Lastly, why they did not include to the standards those UI elements that you mentioned (even a simple lightbox should be included imo)? If we are trying to emulate desktop application on the web since 2005, why not to add all those UI elements to the standards right now?
Thank you!
Teylor Feliz on October 4th, 2011 at 9:09 am
@Erik – Yup, I’ve seen that. I also saw when it was proposed to the WHAT-WG and unceremoniously dismissed (I also provided feedback on it). I like the proposal!
@Anonymouse – Yes, I’ve seen that. I think it’s a decent first attempt but tries to do too much, which is where bugs get introduced. Simple HTML escaping where web developers could do their own sanitization would work better, IMHO.
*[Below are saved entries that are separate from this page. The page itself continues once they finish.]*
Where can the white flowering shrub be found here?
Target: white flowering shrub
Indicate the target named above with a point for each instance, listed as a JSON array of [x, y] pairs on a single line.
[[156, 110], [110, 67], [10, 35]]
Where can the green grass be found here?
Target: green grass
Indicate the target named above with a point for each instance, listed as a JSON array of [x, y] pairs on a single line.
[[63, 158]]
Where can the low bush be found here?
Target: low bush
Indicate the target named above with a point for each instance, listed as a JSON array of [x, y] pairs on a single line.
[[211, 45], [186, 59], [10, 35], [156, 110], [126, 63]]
@Steven – Mobile devices are a reason to try to make the UI paradigms work, not to avoid them. I’ve seen all of these on mobile sites and they seem to work fine. I’m not saying there is zero work involved in creating these controls, just that the work should be centralized instead of distributed.
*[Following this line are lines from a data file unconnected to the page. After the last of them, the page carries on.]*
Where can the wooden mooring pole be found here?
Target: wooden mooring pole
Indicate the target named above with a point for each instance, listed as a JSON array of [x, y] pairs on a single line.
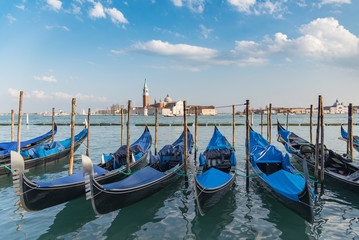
[[350, 133], [195, 132], [128, 137], [247, 145], [270, 123], [311, 123], [185, 136], [19, 122], [12, 125], [72, 148], [316, 166], [122, 125], [262, 122], [234, 126], [88, 133], [322, 144], [156, 129], [287, 120], [53, 125]]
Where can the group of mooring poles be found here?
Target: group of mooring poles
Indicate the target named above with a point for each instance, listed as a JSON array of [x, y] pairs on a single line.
[[72, 147]]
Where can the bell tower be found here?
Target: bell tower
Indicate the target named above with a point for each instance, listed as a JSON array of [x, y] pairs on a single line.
[[145, 95]]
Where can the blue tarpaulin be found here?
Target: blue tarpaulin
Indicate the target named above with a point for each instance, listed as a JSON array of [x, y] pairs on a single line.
[[74, 178], [283, 180], [6, 147], [218, 141], [141, 177], [213, 178], [47, 149], [286, 183]]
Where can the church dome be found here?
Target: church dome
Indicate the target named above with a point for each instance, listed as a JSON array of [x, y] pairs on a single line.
[[168, 99]]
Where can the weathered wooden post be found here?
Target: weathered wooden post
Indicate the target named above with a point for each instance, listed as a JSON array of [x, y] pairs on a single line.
[[156, 129], [185, 136], [270, 123], [72, 148], [251, 118], [53, 125], [19, 122], [350, 133], [311, 123], [195, 132], [316, 166], [322, 144], [247, 145], [234, 126], [88, 133], [287, 119], [128, 136], [262, 122], [122, 125], [12, 125]]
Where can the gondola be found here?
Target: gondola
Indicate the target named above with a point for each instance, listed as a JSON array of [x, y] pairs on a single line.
[[7, 147], [164, 168], [277, 176], [36, 196], [216, 173], [345, 138], [338, 170]]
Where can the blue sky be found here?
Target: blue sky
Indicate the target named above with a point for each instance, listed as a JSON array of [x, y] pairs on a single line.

@Alex – Yes, I agree with you on the W3C. There is a time and a place for academic pursuits, but not at the expense of moving the real web forward. With regards to UI controls – ARIA can already provide semantics for most of these controls, and all browsers now support ARIA, meaning that they can communicate the UI really well. We’re actually at a point where screen reader users get better semantics than sighted users, which seems silly. These things may not be “document-like”, but I’d argue that it’s far more important to be able to state definitively what something represents than it is to worry about whether this thing would appear in a book. The semantics are mostly already there through ARIA, we just need to have them applied natively. For TC39, I understand that it’s mostly academics, but it seems like they should be augmented by a rotating invited-expert panel comprised of real web developers writing real web application (okay, and maybe some Node.js developers).
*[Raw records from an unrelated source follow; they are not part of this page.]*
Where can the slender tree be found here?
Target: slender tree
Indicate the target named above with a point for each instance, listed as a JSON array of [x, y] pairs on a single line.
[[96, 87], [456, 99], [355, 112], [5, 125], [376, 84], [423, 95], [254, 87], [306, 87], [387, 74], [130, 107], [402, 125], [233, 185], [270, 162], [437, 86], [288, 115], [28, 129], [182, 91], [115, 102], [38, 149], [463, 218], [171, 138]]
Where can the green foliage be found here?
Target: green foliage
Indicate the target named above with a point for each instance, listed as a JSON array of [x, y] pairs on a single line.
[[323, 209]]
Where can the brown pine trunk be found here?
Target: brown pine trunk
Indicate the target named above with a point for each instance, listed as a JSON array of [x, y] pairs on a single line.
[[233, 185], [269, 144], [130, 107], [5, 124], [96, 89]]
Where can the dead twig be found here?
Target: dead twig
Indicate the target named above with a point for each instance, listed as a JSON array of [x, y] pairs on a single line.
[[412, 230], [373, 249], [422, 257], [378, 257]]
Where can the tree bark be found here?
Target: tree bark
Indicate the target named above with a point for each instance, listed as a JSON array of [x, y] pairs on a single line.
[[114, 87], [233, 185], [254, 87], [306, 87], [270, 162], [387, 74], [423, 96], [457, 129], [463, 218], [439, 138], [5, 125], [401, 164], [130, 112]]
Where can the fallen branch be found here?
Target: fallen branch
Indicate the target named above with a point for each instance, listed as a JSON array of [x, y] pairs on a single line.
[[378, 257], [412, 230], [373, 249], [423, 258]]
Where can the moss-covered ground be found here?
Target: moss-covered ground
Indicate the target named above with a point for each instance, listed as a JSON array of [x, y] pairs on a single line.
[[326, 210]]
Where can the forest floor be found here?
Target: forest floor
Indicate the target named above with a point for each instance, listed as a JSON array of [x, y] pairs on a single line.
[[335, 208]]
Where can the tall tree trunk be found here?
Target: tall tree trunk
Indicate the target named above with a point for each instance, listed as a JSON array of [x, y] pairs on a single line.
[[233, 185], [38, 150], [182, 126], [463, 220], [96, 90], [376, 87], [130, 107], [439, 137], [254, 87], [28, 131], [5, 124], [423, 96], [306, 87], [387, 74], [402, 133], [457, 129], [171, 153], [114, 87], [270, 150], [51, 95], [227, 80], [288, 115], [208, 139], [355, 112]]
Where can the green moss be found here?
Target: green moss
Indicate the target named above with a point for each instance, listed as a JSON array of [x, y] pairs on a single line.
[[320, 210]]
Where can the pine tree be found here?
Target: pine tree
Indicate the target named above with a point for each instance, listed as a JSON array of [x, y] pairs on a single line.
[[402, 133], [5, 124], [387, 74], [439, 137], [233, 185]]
Nicholas C. Zakas on October 4th, 2011 at 11:14 am
You’re right, of course… and one can think of any number of other features which would be nice to have in HTML and JavaScript. Of course, the larger problem is not what isn’t being added into new releases of these things: it’s that none of the new additions are useful in the real world, yet, and they won’t be for quite some time to come. Why is this? It’s because the user base, i.e. the whole world, cannot be relied upon to be using browsers which can cope with them. It’s only now, really, that we can be almost completely sure that our users are not going to be using IE4, for example; in other words, it’s only when we can be reasonably sure that our users’ browsers are going to be able to cope with the new features that we can actually start using them for real applications. Intranets are, of course, a different story, although most Fortune-500 companies tend to be very slow about adopting new technologies, simply because each new release of a thing has to be shown to work with all their existing software, most of which will be home-grown and is unlikely to be particularly tolerant. I shouldn’t think HTML 5 will become the standard choice for most website developers for at least another five years. This, in itself, presents a problem because it implies that the standards we use for development refer in reality to an environment which is already obsolete by the time it becomes acceptable for use. Much more than this need not really be said, but the implications are interesting, to say the least.
Dan Suton on October 5th, 2011 at 10:05 am
RegExp.escape is another small thing that should have happened a long time ago.